Cristina and I were married in the Zen Buddhist Temple in Chicago by Samu Sunim. I later went on to continue my training as a chaplain in Buffalo, New York where I worked as a Buddhist Chaplain intern at Sisters Hospital and St Joseph’s Hospital. I worked with staff that gave with their whole being, tending to the needs of the sick and dying. Father Duke, Sister Janet, Sister Benedict, and Theresa Lowther, my CPE supervisor, along with the most accommodating nuns of the Franciscan Sisters of St. Joseph and Sisters of Charity. Their acceptance and interest in Buddhism led to sittings at our center and interfaith dialogue with local Catholic clergy, Muslim, and Baha’i. This work extended to the campus Ministries at Buffalo State University, the University at Buffalo, DePaul University, Geo Care, Dharma prison work, Hospice work with Vitas, and the founding of the Buffalo Zen Center.
I had the good fortune to receive teachings from His Holiness the Dalai Lama on the Jewel Ornament of Liberation, the Lamp for the Path to Enlightenment by Atisha Dipamkara Shrijnana and training the mind. I was recognized for my mastery in practice by His Holiness in 2007. He has been a guiding teacher to me and others on the path with his tireless work spreading the Dharma with humor, joy, love, and compassion. I continuously work to move beyond all barriers to share his vision of a more compassionate world. A lifetime of bowing to all my teachers, those mentioned and those I have left out.
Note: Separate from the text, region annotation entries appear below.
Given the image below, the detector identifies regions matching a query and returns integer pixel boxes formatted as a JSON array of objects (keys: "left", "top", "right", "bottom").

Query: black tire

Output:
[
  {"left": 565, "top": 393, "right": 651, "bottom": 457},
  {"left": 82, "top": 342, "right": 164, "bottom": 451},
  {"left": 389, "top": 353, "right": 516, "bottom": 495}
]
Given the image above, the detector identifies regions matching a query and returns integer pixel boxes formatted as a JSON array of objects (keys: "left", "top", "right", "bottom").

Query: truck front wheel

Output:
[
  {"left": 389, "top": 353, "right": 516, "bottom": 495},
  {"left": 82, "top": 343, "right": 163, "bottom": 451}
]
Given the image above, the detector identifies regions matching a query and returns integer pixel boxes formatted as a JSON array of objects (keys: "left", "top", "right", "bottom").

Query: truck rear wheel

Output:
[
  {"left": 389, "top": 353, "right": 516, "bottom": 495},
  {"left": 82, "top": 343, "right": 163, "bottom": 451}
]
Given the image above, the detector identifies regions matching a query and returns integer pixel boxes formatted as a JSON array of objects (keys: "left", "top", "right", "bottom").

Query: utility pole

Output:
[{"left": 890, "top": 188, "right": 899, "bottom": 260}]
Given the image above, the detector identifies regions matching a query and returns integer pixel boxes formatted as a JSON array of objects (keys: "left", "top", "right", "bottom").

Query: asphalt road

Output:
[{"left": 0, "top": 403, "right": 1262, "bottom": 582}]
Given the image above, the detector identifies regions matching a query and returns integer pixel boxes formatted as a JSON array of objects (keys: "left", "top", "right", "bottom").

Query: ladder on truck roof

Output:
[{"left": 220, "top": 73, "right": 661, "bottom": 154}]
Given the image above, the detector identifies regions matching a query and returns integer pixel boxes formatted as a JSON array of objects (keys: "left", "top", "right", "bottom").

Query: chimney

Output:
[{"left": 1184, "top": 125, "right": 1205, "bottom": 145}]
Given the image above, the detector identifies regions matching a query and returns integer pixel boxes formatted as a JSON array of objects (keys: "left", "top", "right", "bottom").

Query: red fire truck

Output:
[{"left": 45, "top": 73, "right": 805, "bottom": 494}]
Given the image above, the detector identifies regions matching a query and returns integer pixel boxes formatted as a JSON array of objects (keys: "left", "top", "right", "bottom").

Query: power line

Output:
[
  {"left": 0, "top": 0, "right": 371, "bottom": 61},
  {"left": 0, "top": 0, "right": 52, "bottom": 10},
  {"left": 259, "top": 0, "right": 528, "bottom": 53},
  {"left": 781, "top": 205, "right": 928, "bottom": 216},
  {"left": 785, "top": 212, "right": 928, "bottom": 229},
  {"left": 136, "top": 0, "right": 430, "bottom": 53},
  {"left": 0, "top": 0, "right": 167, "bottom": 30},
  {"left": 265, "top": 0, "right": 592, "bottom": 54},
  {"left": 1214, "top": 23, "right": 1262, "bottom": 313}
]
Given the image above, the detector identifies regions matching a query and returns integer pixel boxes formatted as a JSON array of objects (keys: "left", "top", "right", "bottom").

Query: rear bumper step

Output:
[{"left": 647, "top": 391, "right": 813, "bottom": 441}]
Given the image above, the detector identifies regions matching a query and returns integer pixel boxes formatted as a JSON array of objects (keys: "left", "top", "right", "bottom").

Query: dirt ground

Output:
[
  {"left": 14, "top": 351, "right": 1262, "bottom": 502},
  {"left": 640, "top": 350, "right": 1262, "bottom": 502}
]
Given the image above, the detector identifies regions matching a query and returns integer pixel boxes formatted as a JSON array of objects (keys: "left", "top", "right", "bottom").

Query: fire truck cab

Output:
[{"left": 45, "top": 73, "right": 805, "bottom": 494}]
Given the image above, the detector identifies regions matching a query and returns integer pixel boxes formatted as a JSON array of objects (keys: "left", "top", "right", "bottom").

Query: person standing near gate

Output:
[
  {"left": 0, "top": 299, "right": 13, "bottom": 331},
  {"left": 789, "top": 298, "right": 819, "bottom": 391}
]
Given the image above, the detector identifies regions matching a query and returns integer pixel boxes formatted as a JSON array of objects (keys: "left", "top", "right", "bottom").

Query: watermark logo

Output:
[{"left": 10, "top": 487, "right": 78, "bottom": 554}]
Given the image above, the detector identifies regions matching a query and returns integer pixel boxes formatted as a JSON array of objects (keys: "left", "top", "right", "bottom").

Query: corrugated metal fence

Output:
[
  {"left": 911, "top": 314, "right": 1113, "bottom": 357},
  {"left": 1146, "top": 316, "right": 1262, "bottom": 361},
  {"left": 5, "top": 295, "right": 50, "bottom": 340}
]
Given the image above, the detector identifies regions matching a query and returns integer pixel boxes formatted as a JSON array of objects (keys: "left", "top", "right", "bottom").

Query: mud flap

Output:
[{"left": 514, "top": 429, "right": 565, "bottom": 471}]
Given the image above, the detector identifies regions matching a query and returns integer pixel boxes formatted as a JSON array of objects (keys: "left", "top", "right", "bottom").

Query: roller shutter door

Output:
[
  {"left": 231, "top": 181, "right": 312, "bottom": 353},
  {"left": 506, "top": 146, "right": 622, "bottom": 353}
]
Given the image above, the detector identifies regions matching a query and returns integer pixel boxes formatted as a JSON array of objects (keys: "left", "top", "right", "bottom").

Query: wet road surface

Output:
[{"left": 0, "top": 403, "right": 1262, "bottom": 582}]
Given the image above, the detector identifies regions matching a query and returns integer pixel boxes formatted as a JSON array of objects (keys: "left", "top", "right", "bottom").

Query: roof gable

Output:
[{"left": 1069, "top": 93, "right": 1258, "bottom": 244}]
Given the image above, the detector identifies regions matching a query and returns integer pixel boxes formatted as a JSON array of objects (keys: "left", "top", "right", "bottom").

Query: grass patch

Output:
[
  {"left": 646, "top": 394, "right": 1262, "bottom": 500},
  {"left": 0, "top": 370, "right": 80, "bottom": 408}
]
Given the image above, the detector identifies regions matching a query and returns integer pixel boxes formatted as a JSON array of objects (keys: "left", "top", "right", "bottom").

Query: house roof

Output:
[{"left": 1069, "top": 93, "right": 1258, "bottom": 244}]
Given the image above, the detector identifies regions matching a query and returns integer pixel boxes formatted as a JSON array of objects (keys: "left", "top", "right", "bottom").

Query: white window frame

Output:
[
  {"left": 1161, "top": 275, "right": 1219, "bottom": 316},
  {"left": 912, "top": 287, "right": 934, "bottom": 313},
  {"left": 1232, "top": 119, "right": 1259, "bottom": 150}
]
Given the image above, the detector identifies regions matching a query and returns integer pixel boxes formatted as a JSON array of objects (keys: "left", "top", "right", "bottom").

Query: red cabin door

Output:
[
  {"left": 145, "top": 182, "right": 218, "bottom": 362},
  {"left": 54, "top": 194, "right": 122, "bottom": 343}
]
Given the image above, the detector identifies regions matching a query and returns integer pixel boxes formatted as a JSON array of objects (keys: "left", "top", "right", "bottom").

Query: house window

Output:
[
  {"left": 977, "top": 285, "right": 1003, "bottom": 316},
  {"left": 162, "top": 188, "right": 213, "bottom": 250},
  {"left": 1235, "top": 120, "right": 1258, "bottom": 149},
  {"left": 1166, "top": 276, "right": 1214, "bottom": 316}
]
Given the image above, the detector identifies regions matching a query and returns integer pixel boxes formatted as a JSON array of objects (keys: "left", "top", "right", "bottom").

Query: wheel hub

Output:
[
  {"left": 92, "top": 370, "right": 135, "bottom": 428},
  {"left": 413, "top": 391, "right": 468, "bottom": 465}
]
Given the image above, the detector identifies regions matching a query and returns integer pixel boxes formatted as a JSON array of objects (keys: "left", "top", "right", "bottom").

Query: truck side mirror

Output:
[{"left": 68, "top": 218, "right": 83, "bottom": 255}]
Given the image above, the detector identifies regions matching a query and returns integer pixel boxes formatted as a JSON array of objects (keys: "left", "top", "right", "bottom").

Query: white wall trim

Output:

There is no greater teacher than this present moment. May I continue to be present and love all I meet on the path.
Taego Order Patriarch,
Venerable Dr. Jongmae has been a kind guiding light for myself as well as many other monks of the Korean Taego Order. He has maintained a central role in academia for years as a trained monk and scholar of the Buddhas Dharma. His steadfast traditional practice coupled with an acceptance of modern science, much like that of His Holiness the Dalai Lama, has been a central thread in my search for real truth. What is this thing we are experiencing in the time space continuum?